If that isn't true, if the literal hundreds of posts talking about setting consistency were not a smokescreen and were in fact actually serious, then why do you reject massive efforts on the part of several other people to try to preserve that true goal, for which all the other things are just instrumental measures?
 

At a certain point, why not just be upfront and say "I'm trying to curate a specific aesthetic for this game?"

Because the fact that you're opposed to the look of the tortle more than anything tells me that maintaining the mental image of the setting is what's most important to you.

I have been saying that even if I didn't use those specific words. I make it clear to anyone that joins my game what style I'm going for. Mental image is part of it but as I have stated many times lore, consistency, wanting characters that actually come from the world and have a place in it are a big part of it as well. My game simply isn't the kind of high fantasy world where a tortle would fit.

You may want a kitchen sink campaign, I don't. No player has ever asked to play a tortle, there have only been one or two that asked to play something not on the list. One of those was a player who wanted to play a werewolf, including immunity to normal weapons which I said no to.
 

But....that isn't worldbuilding. That's just, ya know, playing the game.
Yes kinda... but still no. It is (imo) world building for the players.

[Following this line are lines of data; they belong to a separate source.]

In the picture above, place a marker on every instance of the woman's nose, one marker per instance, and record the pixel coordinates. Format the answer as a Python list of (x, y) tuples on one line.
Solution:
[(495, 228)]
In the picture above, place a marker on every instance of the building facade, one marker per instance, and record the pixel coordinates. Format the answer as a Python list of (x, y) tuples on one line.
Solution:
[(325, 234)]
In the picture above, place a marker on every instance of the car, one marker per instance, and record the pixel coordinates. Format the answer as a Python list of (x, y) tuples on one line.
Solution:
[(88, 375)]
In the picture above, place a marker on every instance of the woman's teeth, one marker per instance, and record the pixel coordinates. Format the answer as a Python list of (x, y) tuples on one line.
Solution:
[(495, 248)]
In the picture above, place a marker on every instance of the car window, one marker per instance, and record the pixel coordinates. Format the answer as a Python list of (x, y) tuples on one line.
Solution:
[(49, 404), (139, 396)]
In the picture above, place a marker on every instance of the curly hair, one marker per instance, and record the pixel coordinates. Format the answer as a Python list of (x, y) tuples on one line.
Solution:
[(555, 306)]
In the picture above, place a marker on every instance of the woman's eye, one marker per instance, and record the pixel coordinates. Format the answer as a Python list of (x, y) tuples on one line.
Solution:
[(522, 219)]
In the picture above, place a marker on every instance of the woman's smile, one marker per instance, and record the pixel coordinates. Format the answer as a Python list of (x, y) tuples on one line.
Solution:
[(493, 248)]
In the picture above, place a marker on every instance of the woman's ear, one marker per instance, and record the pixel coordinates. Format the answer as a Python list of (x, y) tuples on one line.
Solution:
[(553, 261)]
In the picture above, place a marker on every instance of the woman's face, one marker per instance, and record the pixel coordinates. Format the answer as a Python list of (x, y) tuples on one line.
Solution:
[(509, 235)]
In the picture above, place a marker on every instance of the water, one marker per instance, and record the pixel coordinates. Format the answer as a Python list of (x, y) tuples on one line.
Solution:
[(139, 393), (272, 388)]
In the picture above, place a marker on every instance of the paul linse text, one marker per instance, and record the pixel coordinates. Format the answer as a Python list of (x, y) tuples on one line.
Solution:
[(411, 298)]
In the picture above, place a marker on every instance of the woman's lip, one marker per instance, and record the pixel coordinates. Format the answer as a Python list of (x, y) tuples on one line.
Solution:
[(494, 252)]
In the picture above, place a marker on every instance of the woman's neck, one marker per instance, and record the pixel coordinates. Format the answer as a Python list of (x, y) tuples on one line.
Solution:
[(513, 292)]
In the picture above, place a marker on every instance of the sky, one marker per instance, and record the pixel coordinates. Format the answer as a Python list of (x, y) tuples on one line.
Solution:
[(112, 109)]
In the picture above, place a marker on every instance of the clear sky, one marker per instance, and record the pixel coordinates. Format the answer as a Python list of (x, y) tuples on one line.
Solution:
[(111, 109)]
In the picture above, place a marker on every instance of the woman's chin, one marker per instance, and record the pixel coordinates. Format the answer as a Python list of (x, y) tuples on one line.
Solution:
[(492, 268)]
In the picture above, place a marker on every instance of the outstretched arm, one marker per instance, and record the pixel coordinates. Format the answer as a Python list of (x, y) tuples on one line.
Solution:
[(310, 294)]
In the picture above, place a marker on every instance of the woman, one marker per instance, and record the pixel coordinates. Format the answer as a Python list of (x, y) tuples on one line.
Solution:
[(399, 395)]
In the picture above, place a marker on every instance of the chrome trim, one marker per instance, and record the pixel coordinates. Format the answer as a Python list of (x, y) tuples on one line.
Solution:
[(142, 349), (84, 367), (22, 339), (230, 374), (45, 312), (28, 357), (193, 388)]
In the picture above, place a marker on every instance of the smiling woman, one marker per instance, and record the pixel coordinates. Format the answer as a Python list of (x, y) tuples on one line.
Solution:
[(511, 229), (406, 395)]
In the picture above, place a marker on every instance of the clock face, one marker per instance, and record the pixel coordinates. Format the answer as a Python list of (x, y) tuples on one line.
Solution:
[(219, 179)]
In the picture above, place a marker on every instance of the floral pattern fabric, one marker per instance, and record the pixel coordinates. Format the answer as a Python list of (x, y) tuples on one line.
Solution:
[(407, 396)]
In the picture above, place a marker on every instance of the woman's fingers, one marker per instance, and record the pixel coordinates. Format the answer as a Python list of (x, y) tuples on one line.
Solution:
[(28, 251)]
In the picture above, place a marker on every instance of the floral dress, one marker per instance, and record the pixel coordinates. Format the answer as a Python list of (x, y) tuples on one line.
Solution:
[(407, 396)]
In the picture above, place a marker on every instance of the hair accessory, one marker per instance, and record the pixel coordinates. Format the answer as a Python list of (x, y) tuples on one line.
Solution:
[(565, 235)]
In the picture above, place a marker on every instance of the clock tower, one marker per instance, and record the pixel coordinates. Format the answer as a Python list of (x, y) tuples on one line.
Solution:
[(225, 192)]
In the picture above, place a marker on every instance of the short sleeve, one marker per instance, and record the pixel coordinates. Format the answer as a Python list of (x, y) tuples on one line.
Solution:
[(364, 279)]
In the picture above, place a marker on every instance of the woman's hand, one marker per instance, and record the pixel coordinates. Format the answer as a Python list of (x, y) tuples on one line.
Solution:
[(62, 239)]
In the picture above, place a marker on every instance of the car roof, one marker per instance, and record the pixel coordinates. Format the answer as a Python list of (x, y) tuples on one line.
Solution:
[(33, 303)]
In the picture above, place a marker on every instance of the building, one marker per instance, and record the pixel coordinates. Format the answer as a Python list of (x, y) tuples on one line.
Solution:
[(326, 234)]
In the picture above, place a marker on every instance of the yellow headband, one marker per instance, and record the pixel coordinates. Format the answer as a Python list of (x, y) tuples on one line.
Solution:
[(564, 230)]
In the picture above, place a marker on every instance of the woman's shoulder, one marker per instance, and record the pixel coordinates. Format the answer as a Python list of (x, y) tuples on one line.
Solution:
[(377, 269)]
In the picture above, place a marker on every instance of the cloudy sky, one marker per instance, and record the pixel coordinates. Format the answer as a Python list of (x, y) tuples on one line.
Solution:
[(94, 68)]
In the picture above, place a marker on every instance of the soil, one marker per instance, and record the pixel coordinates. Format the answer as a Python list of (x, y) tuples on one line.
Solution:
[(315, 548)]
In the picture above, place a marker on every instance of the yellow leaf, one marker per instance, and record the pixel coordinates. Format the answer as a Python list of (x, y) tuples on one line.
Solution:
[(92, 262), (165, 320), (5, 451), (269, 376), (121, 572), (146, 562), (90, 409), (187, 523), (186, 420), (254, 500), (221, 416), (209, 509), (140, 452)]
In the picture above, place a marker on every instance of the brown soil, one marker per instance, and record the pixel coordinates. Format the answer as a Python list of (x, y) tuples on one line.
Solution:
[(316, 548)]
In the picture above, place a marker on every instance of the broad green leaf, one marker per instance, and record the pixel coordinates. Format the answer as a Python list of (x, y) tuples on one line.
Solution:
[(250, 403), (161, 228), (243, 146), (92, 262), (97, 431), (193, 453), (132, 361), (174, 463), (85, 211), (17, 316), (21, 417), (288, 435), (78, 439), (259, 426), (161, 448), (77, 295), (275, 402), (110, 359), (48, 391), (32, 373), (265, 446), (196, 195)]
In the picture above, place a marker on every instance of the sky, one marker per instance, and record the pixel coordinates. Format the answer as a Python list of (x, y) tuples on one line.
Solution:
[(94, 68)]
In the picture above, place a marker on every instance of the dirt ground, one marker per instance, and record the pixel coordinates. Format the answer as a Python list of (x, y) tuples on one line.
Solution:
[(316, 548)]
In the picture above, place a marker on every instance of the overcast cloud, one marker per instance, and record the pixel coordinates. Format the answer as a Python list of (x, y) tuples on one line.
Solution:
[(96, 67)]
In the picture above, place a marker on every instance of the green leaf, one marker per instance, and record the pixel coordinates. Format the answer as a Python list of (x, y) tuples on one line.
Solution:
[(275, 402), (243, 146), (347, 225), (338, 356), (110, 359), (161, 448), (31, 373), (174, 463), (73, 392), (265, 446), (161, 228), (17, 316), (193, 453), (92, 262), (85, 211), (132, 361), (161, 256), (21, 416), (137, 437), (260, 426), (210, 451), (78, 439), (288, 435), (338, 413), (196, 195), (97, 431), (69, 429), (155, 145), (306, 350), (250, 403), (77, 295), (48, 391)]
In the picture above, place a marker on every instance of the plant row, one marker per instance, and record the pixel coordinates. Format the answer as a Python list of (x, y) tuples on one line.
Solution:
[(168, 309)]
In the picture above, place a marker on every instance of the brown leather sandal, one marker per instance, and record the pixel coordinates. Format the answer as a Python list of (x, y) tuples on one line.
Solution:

Players can not engage in world building during character creation absent a system like the city & character creation in dfrpg, but players making changes in the world and building new things through their in game actions is still going to involve quite a bit of world building because doing so typically (ime) involves the GM managing NPCs/NPC factions and creating adventures for the players to play though. The difference is that the gm running and creating the shell for those NPCs/adventures doesn't know what the result will look like until the players have had their chance to interact with the GM's still wet paint.

By extension, any player insisting on the world build benefits of a system like dfrpg's city & character creation during d&d character creation is wildly off base
 

Because the only conclusion I can draw from what you have said here is that yes, it was a smokescreen, and the actual reason, the real root of these bans, is simply that the GM thinks tortles are stinky and therefore they shouldn't be played in this game. That it isn't a function of how much work the GM has done vs the player, nor of the intricacy and interconnectedness of the world-building, nor of preserving some kind of high-minded ideal. That it is, simply and exclusively, "I'm the GM, so my preferences are more important than yours."
Yea, that's pretty much it.

GMs who make homebrewed settings and then stay them in for years or decades are essentially making personal fantasy heartbreakers. They have a mental image of what D&D should look like, and their setting is where they get to assert the truth of that mental image.

I've used this analogy before, but it's essentially the same psychology that divides those who prefer prescriptivist grammar and those who are descriptivist. It's the desire for constancy and certainty, versus the desire for ambiguity and novelty.